Mai-68 et le sexe. Le double aveuglement d'un grand éditorialiste du « Monde »

Beaucoup se souviennent du début de l'éditorial de Viansson-Ponté publié le 14 mars 1968 : « La France s'ennuie », alors que l'on marche sur un volcan social. Rares sont ceux qui se souviennent de la suite : « Que fait notre jeunesse ? Elle se préoccupe de savoir si les filles de Nanterre et d'Antony pourront accéder librement aux chambres des garçons »

Comme quoi on peut être un éditorialiste réputé à la tête du « Monde » et manquer de discernement dans la question sociale d'une part, les changement sociétaux d'autre part.

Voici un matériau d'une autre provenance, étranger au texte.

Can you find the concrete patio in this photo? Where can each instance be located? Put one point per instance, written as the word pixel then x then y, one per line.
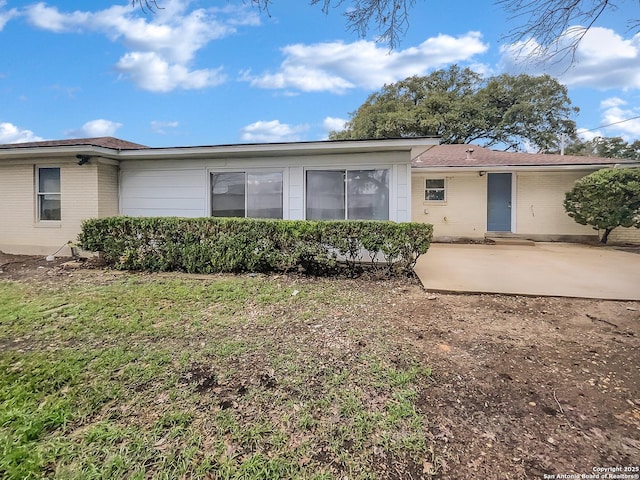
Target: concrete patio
pixel 542 269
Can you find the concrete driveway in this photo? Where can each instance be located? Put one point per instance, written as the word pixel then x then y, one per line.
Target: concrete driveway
pixel 545 269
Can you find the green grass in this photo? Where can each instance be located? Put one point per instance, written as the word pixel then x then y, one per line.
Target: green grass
pixel 228 378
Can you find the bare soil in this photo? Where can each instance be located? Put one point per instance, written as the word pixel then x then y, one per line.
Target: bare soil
pixel 522 387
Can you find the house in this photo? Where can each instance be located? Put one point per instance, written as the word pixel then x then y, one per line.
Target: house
pixel 471 192
pixel 48 188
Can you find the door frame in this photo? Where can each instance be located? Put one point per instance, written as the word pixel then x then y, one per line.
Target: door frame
pixel 513 201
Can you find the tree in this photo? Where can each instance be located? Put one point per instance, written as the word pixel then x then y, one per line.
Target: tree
pixel 606 199
pixel 459 106
pixel 546 20
pixel 607 147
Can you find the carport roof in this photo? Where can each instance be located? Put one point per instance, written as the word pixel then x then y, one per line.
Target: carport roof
pixel 465 155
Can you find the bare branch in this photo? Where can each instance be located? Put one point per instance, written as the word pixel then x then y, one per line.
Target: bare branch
pixel 554 28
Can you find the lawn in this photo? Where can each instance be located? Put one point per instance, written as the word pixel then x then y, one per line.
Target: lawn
pixel 250 377
pixel 115 375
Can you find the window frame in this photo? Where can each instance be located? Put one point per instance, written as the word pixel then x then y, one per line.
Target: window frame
pixel 442 189
pixel 246 172
pixel 39 195
pixel 345 172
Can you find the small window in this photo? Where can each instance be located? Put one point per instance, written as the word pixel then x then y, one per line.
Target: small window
pixel 246 194
pixel 434 190
pixel 48 193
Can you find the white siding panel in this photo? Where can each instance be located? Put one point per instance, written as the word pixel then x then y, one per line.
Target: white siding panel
pixel 153 192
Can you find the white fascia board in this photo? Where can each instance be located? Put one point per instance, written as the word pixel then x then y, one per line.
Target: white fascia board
pixel 523 168
pixel 280 149
pixel 56 152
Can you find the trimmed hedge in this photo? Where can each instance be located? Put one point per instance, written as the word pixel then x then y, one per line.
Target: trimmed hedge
pixel 211 245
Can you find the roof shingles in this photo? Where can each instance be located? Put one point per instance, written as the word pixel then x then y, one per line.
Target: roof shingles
pixel 465 155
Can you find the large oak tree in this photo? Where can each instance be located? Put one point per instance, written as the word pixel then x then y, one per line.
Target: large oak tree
pixel 460 106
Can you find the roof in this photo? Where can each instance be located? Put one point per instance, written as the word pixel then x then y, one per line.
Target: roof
pixel 115 149
pixel 465 155
pixel 106 142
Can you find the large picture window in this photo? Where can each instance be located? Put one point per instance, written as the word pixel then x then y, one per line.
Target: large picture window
pixel 48 194
pixel 246 194
pixel 347 194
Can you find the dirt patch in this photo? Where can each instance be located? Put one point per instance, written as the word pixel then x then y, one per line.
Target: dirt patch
pixel 522 387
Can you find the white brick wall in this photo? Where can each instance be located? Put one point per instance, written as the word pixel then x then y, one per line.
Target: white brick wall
pixel 20 232
pixel 463 214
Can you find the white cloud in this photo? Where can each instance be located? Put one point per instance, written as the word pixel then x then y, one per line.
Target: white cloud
pixel 602 60
pixel 6 15
pixel 332 124
pixel 161 127
pixel 272 131
pixel 588 135
pixel 9 133
pixel 151 72
pixel 620 121
pixel 95 128
pixel 612 102
pixel 339 66
pixel 162 46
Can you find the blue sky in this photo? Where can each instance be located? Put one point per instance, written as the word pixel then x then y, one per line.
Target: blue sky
pixel 223 72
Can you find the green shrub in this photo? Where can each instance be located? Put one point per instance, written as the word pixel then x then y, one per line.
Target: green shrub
pixel 208 245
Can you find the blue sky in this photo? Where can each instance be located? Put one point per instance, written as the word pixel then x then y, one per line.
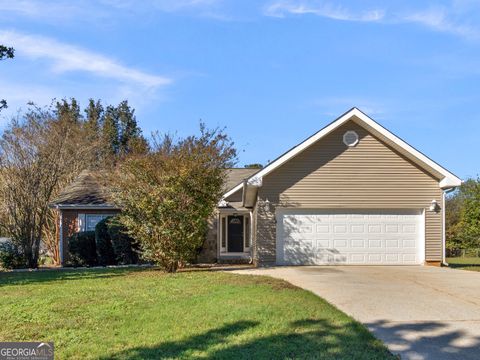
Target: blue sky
pixel 272 72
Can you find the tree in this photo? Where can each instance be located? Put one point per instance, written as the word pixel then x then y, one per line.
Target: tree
pixel 5 53
pixel 470 214
pixel 129 130
pixel 93 119
pixel 39 153
pixel 462 217
pixel 254 166
pixel 69 111
pixel 110 133
pixel 168 194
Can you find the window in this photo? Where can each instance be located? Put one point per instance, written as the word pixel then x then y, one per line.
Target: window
pixel 224 232
pixel 87 222
pixel 247 231
pixel 350 138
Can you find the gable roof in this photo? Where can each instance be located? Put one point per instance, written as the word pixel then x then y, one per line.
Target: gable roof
pixel 87 190
pixel 236 176
pixel 447 179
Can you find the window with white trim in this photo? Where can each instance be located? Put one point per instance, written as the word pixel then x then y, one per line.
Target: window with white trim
pixel 87 222
pixel 350 138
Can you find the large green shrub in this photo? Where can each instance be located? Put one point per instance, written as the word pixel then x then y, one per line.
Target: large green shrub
pixel 10 256
pixel 124 247
pixel 103 243
pixel 83 249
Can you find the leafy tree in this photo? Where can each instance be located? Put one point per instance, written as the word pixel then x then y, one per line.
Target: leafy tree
pixel 254 166
pixel 462 217
pixel 470 214
pixel 5 53
pixel 39 154
pixel 168 194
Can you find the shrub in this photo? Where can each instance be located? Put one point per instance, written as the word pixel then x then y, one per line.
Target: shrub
pixel 82 249
pixel 103 243
pixel 124 247
pixel 10 256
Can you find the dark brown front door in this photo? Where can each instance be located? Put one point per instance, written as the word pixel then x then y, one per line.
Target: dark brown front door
pixel 235 234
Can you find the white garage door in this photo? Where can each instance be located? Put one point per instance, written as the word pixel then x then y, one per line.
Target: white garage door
pixel 315 237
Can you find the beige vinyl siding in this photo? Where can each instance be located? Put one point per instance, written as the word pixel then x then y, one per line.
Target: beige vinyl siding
pixel 236 196
pixel 370 175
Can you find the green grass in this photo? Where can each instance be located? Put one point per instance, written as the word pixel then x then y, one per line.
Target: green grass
pixel 146 314
pixel 465 263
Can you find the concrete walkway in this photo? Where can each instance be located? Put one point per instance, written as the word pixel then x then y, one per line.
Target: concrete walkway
pixel 419 312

Pourtant le climat de libération sexuelle avait nettement commencé à pointer dans les années qui ont précédé mai 68, en particulier dans le milieu étudiant, même si cela était ignoré ou combattu par les pouvoirs publics.

La question sexuelle est délibérément passée sous silence dans le « Livre blanc de la jeunesse » commandité par le ministre de la Jeunesse et des Sports François Missoffe en 1966. Son avant-propos reconnaît sans détour qu’ont été « volontairement laissé à l’écart certains types de problème qui, à cause de leur délicatesse, imposent encore l’expectative ». Mais la réalité lui donnait déjà tort. Le nombre d’étudiants et d’étudiantes logés en ‘’cité’’ est passé de 7000 en 1958 à 67000 en 1968. Or l’Etat, se substituant aux familles, leur imposait un règlement qu’ils jugeaient attentatoire à leur liberté car il interdisait les visites des garçons dans les résidences des filles (et non pas l'inverse, comme l'a soutenu Pierre Viansson-Ponté , fort approximatif sur un sujet qu'il jugeait léger et indigne d'un véritable intérêt...).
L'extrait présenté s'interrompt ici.